Pension Protection Fund appoints seven farmland and timberland managers

Responsible and sustainable investment a criteria for selection

The Pension Protection Fund, the UK’s £12bn (€14.8bn) pensions lifeboat scheme, has appointed seven farmland and timberland fund managers.
They are: Brookfield Asset Management; Dasos Capital; GMO Renewable Resources; Hancock Timber Resource Group; Macquarie; New Forests Pty; and Stafford Timberland.
Some managers will be funded immediately while others are appointed for deferred investment. They were appointed for four years, with the flexibility for two extensions of up to two years.
“Investing in farm and timberland will complement our existing alternative investment portfolio, allow us to diversify our investments more widely and make our portfolio more resilient,” said the PPF’s Executive Director for Financial Risk, Martin Clarke.The PPF had said it was looking to hire a panel of managers to run farmland and timberland “responsibly and sustainably” in February this year.

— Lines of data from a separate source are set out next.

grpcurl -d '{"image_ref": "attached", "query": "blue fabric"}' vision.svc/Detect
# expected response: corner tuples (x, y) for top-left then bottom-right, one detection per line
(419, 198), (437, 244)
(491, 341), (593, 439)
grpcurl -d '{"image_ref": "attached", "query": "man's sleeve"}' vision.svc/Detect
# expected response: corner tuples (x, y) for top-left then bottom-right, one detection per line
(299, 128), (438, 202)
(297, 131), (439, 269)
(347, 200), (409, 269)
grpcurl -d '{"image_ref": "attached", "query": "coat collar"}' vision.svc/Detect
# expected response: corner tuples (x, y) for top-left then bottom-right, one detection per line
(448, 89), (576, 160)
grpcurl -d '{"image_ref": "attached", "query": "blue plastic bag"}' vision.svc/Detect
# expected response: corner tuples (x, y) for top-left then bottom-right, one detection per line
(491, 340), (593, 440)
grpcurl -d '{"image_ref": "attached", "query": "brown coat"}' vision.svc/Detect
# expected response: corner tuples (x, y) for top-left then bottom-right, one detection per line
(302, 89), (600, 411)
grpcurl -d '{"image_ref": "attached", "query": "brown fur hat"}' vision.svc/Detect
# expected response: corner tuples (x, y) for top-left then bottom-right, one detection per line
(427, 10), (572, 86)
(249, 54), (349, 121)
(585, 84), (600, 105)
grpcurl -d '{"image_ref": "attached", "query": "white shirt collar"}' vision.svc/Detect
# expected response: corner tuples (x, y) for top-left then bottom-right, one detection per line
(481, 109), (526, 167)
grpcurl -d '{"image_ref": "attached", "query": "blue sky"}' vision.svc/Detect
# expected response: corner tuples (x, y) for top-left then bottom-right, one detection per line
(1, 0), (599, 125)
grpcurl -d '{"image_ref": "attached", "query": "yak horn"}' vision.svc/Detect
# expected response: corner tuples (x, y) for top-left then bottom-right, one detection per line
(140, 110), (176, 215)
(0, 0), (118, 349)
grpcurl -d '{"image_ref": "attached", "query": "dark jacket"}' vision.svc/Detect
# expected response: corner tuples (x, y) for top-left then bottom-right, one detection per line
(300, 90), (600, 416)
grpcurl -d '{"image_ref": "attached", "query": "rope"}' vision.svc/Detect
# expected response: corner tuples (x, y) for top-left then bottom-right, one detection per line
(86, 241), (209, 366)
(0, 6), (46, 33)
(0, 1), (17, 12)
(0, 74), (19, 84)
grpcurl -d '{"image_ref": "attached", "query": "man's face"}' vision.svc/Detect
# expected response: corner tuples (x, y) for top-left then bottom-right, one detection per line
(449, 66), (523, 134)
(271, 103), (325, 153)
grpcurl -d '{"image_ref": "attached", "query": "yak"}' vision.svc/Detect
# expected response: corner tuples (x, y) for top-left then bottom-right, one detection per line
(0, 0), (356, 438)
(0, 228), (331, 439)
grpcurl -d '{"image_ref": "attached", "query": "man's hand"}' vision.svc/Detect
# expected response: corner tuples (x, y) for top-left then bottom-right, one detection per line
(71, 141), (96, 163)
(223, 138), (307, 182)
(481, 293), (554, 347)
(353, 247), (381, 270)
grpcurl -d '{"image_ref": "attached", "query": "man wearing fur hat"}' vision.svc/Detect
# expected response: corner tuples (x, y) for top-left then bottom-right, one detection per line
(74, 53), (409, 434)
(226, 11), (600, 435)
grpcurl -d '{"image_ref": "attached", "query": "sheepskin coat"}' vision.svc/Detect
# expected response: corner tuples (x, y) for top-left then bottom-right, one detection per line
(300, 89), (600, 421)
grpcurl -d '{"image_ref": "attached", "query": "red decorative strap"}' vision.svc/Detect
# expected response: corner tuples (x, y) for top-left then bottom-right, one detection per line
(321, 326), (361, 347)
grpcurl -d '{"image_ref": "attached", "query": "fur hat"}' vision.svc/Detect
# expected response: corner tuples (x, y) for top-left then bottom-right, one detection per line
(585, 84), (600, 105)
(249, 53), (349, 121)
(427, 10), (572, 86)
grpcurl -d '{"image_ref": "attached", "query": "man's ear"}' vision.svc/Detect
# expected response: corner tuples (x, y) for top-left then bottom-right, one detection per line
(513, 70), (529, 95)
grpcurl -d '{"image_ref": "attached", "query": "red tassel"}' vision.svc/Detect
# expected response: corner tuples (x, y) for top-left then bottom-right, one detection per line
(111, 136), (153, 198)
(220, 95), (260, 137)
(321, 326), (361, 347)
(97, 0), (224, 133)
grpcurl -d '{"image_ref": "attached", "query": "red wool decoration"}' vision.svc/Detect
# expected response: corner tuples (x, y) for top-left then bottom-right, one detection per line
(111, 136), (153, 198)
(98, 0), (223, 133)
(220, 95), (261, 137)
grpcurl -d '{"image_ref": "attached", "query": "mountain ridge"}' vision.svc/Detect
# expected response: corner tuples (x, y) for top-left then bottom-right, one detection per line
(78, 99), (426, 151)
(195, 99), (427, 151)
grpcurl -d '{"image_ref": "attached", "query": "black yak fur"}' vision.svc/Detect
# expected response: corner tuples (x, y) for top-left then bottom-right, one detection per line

Candidate firms’ approach to responsible and sustainable investment was one of nine criteria for selection.
The fund’s size now means it can take advantage of a broader range of investment opportunities, he added.
The new investments would allow it to diversify its investments and them ”more resilient”. The approach will be to invest conservatively.
The proportion of PPF assets allocated to farm and timberland will vary over time and depend on opportunities.
Last month the PPF named Hermes Equity Ownership Services (EOS) as its new voting and engagement advisor.